Builders are on track to construct the fewest single family homes
in history this year. Total housing starts in July were down 1.7
percent, month to month, which may not sound like a lot, but when
you break the number down, you see the problem. Single family
starts were down 4.9 percent, while Multi-family starts rose 6.3
percent. Rental demand continues to rise, as consumer confidence
in homeownership was decimated yet again by the recent debt
turmoil in the economy. I am reporting these numbers today from a
construction site. Mid-Atlantic Builders of Rockville, MD is
putting up the last phase of a large single family development
out in Bowie, MD, which is about 15 minutes outside the DC
Beltway. According to executive VP Stephen Paul, "We started what
we call the spring market in February. We started out very
strong, we had a good February, March, even into April. What
started to cause consumer confidence to wane was the escalation
of gas prices, the debt issue with the government, and what's
going on in Europe."  In other words: Confidence. "We see people
not sure what to do at this moment and a little unsure," adds
Paul, though he is confident that things will pick up this Fall,
but housing analysts aren't so sure.  "The market is continuing
to adjust to a reduction in the national home ownership rate at
the same time the supply of existing single family homes remain
excessive," writes Peter Boockvar at Miller Tabak. Builder
Stephen Paul told me of a new trend I'd heard of only
anecdotally: We're seeing more multi-generational families moving
into our homes, so we're selling in-law suites, with the regular
part of the house, and the parents are moving in and actually
helping pay, funding the mortgage, so that's helping with the
affordability." That's precisely why we are seeing a drop in
household formation. Add that to the surge in renting and it's
pretty clear why the nation's home builders are in for a long
haul back to recovery.

Low Rate Pledge 'Inappropriate': Fed's Plosser

The Fed last week pledged to keep rates low for at least two more
years and said it would consider further steps to help growth.
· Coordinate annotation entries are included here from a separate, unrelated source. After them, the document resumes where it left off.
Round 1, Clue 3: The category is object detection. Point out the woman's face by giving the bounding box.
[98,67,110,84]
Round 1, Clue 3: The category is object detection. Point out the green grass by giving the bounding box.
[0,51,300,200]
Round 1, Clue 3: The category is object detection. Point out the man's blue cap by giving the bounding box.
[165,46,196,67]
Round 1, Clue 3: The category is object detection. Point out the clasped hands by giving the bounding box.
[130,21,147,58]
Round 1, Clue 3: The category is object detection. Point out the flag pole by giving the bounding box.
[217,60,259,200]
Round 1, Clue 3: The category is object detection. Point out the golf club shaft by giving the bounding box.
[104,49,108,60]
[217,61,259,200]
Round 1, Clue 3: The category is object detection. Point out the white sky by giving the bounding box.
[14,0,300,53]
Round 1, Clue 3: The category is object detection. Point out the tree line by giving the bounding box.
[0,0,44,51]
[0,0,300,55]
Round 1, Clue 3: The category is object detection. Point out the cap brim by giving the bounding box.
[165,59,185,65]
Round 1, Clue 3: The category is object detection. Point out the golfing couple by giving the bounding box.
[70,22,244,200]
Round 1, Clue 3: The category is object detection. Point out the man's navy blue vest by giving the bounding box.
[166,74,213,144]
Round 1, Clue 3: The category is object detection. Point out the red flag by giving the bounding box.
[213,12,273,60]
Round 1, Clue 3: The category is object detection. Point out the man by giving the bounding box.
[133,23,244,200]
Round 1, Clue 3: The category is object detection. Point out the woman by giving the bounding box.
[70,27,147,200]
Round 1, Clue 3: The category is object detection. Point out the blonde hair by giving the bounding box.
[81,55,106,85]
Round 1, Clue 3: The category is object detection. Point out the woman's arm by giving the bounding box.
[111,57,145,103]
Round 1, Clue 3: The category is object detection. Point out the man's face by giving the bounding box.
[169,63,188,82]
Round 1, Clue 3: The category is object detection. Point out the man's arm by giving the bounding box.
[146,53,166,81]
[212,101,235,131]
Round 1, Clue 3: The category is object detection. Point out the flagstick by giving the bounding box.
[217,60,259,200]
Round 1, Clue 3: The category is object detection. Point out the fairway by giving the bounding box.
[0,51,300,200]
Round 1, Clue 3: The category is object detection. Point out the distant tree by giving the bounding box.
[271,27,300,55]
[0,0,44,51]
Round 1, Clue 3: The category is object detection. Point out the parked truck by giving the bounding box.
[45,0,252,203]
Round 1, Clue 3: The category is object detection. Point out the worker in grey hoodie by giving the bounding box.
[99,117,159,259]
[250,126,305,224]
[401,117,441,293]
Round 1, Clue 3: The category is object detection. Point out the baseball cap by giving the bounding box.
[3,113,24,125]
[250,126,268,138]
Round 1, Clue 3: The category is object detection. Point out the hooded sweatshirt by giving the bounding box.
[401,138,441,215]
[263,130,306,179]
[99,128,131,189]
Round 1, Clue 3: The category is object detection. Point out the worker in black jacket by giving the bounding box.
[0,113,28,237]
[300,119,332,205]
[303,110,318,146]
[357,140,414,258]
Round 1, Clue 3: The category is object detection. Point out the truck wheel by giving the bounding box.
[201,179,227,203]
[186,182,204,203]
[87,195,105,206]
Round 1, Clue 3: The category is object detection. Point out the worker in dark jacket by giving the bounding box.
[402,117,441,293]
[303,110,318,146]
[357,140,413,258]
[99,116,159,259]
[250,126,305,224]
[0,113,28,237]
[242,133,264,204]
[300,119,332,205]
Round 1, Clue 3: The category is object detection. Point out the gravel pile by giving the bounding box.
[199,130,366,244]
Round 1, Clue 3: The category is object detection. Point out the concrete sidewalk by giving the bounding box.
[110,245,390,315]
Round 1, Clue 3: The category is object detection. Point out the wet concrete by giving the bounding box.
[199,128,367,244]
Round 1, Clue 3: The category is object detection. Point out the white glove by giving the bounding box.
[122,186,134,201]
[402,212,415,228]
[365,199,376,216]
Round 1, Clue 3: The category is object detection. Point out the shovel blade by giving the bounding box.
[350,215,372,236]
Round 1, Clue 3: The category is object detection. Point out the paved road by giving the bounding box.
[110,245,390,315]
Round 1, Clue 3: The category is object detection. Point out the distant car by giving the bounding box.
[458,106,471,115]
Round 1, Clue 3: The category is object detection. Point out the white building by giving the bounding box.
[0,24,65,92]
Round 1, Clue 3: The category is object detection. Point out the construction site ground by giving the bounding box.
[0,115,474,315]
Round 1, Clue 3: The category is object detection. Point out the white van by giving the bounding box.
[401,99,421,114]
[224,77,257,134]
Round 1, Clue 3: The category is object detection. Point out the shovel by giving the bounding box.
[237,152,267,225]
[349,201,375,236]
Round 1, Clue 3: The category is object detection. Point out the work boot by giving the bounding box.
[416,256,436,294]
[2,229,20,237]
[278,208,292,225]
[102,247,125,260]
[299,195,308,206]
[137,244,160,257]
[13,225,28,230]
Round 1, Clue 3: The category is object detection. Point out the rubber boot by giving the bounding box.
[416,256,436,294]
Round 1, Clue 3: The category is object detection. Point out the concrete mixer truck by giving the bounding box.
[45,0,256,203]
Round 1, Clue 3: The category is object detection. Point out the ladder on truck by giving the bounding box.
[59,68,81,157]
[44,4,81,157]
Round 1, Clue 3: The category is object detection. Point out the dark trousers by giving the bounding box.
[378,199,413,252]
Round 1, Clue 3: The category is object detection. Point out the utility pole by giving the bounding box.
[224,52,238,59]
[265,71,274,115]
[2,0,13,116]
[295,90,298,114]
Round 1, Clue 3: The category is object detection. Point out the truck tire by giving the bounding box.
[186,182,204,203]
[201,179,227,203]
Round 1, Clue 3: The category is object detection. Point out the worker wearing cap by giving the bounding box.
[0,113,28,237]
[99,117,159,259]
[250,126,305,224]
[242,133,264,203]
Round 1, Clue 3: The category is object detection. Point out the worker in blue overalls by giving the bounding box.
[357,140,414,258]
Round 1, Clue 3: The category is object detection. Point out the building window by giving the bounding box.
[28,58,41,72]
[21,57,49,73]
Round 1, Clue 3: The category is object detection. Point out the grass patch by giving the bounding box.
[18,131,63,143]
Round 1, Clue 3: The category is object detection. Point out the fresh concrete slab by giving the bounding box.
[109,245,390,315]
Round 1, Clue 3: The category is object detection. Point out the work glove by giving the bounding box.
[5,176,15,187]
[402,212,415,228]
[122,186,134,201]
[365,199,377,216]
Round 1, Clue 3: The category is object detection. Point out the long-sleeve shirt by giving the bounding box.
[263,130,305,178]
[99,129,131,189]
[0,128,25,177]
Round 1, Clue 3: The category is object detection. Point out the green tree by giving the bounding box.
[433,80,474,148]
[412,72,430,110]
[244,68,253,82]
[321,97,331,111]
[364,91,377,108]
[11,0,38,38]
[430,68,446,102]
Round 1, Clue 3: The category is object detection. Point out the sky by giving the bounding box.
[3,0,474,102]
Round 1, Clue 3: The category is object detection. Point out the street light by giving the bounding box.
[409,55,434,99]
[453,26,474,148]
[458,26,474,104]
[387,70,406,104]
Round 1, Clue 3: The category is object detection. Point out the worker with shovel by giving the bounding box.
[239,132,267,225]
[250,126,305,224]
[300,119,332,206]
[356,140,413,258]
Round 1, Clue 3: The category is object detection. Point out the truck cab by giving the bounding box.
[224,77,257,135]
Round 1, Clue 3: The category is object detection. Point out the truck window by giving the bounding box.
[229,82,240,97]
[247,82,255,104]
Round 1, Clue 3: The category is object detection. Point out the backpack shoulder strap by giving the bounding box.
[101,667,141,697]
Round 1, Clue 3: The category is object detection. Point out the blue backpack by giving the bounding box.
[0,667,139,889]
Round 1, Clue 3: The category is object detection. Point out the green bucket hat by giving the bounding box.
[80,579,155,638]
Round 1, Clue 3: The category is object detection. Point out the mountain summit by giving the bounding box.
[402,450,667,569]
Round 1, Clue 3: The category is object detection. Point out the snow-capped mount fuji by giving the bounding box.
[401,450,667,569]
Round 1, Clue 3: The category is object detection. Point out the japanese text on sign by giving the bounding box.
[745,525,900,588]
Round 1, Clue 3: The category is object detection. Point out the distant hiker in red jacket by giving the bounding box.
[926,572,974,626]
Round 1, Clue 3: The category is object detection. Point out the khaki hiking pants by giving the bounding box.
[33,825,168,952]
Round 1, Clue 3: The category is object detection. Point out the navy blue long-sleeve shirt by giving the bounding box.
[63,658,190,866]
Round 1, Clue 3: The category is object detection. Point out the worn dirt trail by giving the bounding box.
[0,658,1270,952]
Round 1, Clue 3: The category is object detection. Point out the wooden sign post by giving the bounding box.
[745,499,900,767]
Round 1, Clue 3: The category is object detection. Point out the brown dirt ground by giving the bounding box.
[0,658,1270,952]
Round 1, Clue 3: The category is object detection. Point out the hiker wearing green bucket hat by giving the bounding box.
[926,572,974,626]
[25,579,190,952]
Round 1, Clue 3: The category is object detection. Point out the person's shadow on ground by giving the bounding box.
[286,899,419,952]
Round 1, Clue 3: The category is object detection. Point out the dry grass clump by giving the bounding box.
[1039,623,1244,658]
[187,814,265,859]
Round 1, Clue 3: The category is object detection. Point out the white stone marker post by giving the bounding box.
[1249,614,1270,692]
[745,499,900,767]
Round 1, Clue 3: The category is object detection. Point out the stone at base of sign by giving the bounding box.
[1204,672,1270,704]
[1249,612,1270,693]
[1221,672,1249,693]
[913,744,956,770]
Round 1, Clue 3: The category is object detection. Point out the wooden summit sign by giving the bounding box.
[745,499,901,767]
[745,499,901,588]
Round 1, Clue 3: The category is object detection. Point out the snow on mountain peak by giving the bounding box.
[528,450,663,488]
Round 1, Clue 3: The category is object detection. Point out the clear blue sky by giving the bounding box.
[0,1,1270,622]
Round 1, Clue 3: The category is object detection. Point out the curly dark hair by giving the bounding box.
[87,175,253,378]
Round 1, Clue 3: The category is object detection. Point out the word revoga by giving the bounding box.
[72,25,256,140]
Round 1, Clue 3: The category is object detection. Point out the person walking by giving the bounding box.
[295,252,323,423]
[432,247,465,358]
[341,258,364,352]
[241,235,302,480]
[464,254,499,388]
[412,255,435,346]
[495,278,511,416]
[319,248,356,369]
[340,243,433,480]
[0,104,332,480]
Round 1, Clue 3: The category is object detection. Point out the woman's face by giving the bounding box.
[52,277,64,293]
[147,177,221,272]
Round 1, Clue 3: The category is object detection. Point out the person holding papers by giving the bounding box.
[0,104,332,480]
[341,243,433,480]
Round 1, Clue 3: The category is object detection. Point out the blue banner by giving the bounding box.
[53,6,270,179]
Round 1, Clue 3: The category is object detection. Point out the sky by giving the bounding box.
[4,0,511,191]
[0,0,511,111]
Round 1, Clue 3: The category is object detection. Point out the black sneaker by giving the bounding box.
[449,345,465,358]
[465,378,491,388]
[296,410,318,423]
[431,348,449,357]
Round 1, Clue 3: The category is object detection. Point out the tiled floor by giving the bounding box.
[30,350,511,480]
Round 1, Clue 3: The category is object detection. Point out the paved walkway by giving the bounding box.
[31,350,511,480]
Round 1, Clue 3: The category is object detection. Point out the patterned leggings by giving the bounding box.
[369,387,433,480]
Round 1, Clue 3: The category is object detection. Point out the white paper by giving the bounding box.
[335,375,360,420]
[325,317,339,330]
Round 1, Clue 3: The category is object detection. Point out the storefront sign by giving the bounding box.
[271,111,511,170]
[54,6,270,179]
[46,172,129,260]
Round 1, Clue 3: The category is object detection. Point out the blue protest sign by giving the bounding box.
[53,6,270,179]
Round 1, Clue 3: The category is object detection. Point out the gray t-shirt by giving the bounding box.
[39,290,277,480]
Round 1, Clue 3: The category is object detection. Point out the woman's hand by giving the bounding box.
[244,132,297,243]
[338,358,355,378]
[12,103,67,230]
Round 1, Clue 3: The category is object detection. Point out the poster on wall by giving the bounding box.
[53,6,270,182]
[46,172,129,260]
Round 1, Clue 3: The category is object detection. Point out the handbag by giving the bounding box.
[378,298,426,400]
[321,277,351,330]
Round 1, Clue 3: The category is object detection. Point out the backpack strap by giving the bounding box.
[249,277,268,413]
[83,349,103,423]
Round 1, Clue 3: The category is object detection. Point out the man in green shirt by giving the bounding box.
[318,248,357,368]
In
response to this announcement, Philadelphia Federal Reserve
President Charles Plosser said he disagreed with the Fed's
decision to promise to keep interest rates low for another two
years because policy should be dictated by the economy rather
than a timeline. "It was inappropriate policy at an inappropriate
time," Plosser told Bloomberg Radio.  "Policy shouldn't be
dependent on the calendar, it should be dependent on the
economy," he later added.  Plosser was among three dissenters
against the Fed's decision who wanted to avoid any specific time
reference on the low-rates pledge.

DSNews.com - Past-Due Mortgages Climb Above 6.5 Million

According to a report from Lender Processing Services, the number
of mortgages that are delinquent or in foreclosure is at
6,538,000. The company’s assessment is based on mortgage
performance statistics derived from its loan-level database of
nearly 40 million mortgage loans through the end of July. LPS
says the national delinquency rate — loans that are at least 30
days past due but not yet in foreclosure – rose to 8.34 percent
as of the end of July. That’s up 2.4 percent from June but down
10.4 percent from July 2010. According to the company’s latest
report, 4.11 percent of the nation’s outstanding mortgages were
part of the foreclosure inventory at July month-end.  The
foreclosure inventory rate – which LPS calculates as loans that
have been referred to an attorney but have not yet reached the
final stage of foreclosure sale – increased 0.4 percent from
June, and is up 9.7 percent from a year earlier. Of the 6,538,000
mortgages going unpaid in July, LPS says 2,156,000 were in the
process of foreclosure.  The remaining 4,382,000 were 30 or more
days past due but the lender had not yet initiated foreclosures.